Java Programming: Creating a Subclass

By Barry Burd

When you write an object-oriented program in Java, you start by thinking about the data. You’re writing about accounts. So what’s an account? You’re writing code to handle button clicks. So what’s a button? You’re writing a program to send payroll checks to employees. What’s an employee?

In this example, an employee is someone with a name and a job title. Sure, employees have other characteristics, but for now stick to the basics. The code in this listing defines what it means to be an employee.

import static java.lang.System.out;
public class Employee {
    private String name;
    private String jobTitle;
    public void setName(String nameIn) {
        name = nameIn;
    }
    public String getName() {
        return name;
    }
    public void setJobTitle(String jobTitleIn) {
        jobTitle = jobTitleIn;
    }
    public String getJobTitle() {
        return jobTitle;
    }
    public void cutCheck(double amountPaid) {
        out.printf("Pay to the order of %s ", name);
        out.printf("(%s) ***$", jobTitle);
        out.printf("%,.2fn", amountPaid);
    }
}

In the listing, an Employee class is defined. You can use what you define here and extend the definition to create new, more specialized classes. So in this next listing, you define a new class — a FullTimeEmployee class.

public class FullTimeEmployee extends Employee {
    private double weeklySalary;
    private double benefitDeduction;
    public void setWeeklySalary(double weeklySalaryIn) {
        weeklySalary = weeklySalaryIn;
    }
    public double getWeeklySalary() {
        return weeklySalary;
    }
    public void setBenefitDeduction(double benefitDedIn) {
        benefitDeduction = benefitDedIn;
    }
    public double getBenefitDeduction() {
        return benefitDeduction;
    }
    public double findPaymentAmount() {
        return weeklySalary - benefitDeduction;
    }
}

Looking at the listing, you can see that each instance of the FullTimeEmployee class has two fields: weeklySalary and benefitDeduction. But are those the only fields that each FullTimeEmployee instance has? No, they’re not.

The first line says that the FullTimeEmployee class extends the existing Employee class. This means that in addition to having a weeklySalary and a benefitDeduction, each FullTimeEmployee instance also has two other fields: name and jobTitle. These two fields come from the definition of the Employee class, which you can find in the first listing.

In the second listing, the magic word is extends. When one class extends an existing class, the extending class automatically inherits functionality that’s defined in the existing class. So, the FullTimeEmployee class inherits the name and jobTitle fields.

The FullTimeEmployee class also inherits all the methods that are declared in the Employee class — setName, getName, setJobTitle, getJobTitle, and cutCheck. The FullTimeEmployee class is a subclass of the Employee class.

That means the Employee class is the superclass of the FullTimeEmployee class. You can also talk in terms of blood relatives. The FullTimeEmployee class is the child of the Employee class, and the Employee class is the parent of the FullTimeEmployee class.

It’s almost (but not quite) as if the FullTimeEmployee class was defined by the code in this listing.
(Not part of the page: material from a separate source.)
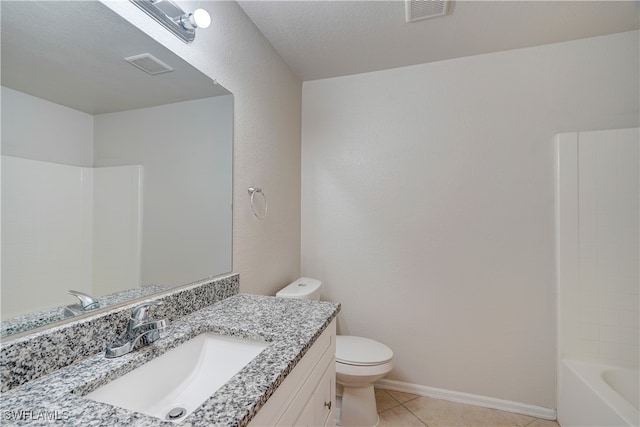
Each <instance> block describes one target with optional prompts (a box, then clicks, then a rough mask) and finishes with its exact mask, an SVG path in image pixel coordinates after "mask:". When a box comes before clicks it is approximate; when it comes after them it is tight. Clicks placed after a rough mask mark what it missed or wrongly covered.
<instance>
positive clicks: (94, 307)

This code is fake, but informative.

import static java.lang.System.out;
public class FullTimeEmployee {
    private String name;
    private String jobTitle;
    private double weeklySalary;
    private double benefitDeduction;
    public void setName(String nameIn) {
        name = nameIn;
    }
    public String getName() {
        return name;
    }
    public void setJobTitle(String jobTitleIn) {
        jobTitle = jobTitleIn;
    }
    public String getJobTitle() {
        return jobTitle;
    }
    public void setWeeklySalary(double weeklySalaryIn) {
        weeklySalary = weeklySalaryIn;
    }
    public double getWeeklySalary() {
        return weeklySalary;
    }
    public void setBenefitDeduction(double benefitDedIn) {
        benefitDeduction = benefitDedIn;
    }
    public double getBenefitDeduction() {
        return benefitDeduction;
    }
    public double findPaymentAmount() {
        return weeklySalary - benefitDeduction;
    }
    public void cutCheck(double amountPaid) {
        out.printf("Pay to the order of %s ", name);
        out.printf("(%s) ***$", jobTitle);
        out.printf("%,.2fn", amountPaid);
    }
}

Why is this listing fake code? Well, the main difference between this listing and the inheritance situation in the previous listings is this: A child class can’t directly reference the private fields of its parent class. To do anything with the parent class’s private fields, the child class has to call the parent class’s accessor methods.

Back in the second listing, calling setName(“Rufus”) would be legal, but the code name=”Rufus” wouldn’t be. If you believe everything you read in the last listing, you’d think that code in the FullTimeEmployee class can do name=”Rufus”. Well, it can’t.

You don’t need the Employee.java file on your hard drive to write code that extends the Employee class. All you need is the file Employee.class.